Couple tackles every problem on 80-acre dairy farm

By STEVE BROWN

Capital Press

CHEHALIS, Wash. -- Owning a small dairy has enough advantages to keep Andy and Linda Styger happy -- and plenty of work to keep them busy.

They've been dairy farming for 20 years. Before that they were "hobby farming," Linda Styger said. "We had some sheep and pigs."

Andy's family came from Switzerland in 1919. The Stygers are the third generation -- and possibly the last -- on the family farm.

"It doesn't look like our children will follow in farming," Linda said. "Maybe others in the family will."

In the meantime, the Stygers have developed an operation that has 65 milking cows on 80 acres of pasture, usually from mid-April through the first of November.

"The long rainy spring has delayed our cutting hay for winter silage," Linda said. "Once it's dry enough -- in another few days, it looks like -- we'll swath the hay, let it wilt, then chop it and package it up for next winter's silage. It's usually about 800 tons."

She said there's not much left of last winter's silage. As much as the Stygers are eager for the field to dry up, the cows are even more so, she said.

"Once we've got the hay off there, they can get out there and graze."

She described the intensified rotational grazing. After every milking, she said, the Holsteins are turned out onto a new, ungrazed half-acre of grass.

In addition to the grazing, the cows go through about 200 tons of alfalfa hay from Idaho. Their organic grain ration is a parlor pre-mix that includes wheat, corn, barley, soymeal and a mineral pack, he said. Sometimes it includes flax and peas, depending on product availability.

Because the Styger farm is pasture-based, she said, it was fairly simple to become organic. They were certified organic in 2004 through the Washington State Department of Agriculture.

"We learned about organic treatment of calves, such as using aloe vera and garlic tincture instead of penicillin in case of pneumonia," she said.
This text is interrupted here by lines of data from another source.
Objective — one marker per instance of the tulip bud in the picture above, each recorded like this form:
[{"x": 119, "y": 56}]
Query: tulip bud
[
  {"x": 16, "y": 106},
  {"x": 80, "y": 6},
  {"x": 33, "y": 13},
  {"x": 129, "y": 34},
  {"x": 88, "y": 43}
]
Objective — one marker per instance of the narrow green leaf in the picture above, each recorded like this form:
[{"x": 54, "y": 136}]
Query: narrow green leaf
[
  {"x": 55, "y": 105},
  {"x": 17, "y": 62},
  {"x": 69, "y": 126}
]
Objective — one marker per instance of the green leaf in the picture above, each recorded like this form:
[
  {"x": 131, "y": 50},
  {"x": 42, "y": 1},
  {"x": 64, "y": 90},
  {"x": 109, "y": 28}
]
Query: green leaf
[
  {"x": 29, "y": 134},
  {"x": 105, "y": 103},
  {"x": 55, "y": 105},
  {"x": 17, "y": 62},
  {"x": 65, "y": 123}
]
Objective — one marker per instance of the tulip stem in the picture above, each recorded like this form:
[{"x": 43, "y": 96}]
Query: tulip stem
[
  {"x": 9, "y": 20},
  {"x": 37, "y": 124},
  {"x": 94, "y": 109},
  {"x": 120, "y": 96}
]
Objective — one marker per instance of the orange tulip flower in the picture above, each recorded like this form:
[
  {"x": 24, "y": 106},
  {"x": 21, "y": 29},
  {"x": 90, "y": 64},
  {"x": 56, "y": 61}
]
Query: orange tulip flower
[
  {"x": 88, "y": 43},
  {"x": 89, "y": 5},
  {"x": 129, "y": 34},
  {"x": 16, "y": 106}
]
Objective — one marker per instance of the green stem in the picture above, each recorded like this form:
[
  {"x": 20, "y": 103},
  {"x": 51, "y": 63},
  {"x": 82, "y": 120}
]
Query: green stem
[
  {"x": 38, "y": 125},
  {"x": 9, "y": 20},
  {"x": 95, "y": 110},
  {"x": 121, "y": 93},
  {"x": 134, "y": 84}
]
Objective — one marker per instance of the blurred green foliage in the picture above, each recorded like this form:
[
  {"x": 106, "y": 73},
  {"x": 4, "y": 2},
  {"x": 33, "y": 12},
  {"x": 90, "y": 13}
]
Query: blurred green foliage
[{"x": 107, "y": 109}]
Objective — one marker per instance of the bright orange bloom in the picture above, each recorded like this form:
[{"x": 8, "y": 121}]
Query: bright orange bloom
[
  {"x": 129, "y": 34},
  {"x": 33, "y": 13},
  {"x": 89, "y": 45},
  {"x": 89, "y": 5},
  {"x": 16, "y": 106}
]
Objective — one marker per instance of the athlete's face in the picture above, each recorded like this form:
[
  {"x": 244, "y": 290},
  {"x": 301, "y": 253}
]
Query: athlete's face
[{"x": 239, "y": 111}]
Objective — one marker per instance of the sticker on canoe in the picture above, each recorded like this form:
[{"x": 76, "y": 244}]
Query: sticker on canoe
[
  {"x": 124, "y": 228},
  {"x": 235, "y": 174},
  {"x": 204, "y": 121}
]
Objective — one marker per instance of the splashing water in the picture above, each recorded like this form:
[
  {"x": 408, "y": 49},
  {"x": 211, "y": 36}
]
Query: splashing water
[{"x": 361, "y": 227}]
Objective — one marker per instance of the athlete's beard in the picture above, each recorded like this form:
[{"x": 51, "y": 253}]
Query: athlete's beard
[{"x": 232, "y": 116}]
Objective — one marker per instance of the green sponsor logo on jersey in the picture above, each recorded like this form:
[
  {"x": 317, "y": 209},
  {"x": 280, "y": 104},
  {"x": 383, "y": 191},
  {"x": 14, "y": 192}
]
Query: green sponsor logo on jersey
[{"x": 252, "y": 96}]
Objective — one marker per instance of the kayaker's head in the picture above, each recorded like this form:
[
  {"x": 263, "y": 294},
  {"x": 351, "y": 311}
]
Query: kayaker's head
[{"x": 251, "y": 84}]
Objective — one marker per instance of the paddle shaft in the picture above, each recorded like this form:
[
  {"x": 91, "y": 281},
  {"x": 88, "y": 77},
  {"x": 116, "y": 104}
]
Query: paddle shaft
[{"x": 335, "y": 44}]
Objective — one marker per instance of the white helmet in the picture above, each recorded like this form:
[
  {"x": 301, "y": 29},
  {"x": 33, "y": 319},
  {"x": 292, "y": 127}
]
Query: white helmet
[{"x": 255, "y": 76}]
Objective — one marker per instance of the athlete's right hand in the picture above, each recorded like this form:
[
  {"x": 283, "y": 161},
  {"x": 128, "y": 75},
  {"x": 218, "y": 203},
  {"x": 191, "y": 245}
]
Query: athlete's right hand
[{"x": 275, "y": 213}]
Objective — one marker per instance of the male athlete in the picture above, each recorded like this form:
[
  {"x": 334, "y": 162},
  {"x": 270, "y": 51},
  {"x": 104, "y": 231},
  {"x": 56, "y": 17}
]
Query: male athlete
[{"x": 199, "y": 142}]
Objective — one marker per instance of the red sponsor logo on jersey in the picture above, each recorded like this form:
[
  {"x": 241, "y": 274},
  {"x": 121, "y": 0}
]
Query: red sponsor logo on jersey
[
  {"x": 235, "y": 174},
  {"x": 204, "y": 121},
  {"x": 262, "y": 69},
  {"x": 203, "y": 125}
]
All of the Stygers' milk goes to the co-op Organic Valley.

Two high-schoolers work part-time to help with the milking, but everything else falls to the Stygers.

"Like all small farmers, we do everything ourselves," Andy said. "That includes plumbing, carpentry, machine repairs -- the old-school way of doing it."

As the operation grew, Andy said, he had to buy bigger equipment than his parents had. "I had to find some old machines. Thirty-year-old equipment is easier to work on."

In addition to their milking cows, the Stygers have 75 to 80 young stock and have bought a Brown Swiss bull.

"We'll have about 30 crosses this fall," Linda said.

The animals lead pampered lives, she said. "We don't rush them into production. And spending all that time on pasture is good for them. We get 10 to 12 lactations (production years) from our cows."

The downside to being a small farm? "We can't buy in volume like the big guys can," Linda said. "And it's hard to find time to take a vacation, having to line up vet care and neighbors to help."

In the eyes of the state, though, there is no difference between a small dairy and a large one.

"All dairies are required to have a nutrient-management plan," said Jason Kelly, communications director with the Washington State Department of Agriculture. "Whatever size they are, they're subject to staff inspections of documentation and of the physical facility. That's on a 22-month cycle."

The nutrient-management plan is developed to standards adopted by the Natural Resources Conservation Service, he said. WSDA makes sure farmers follow the plan as drafted.

There may be one difference, he said.

"The nutrient-management plan for a small dairy would be significantly less involved," he said.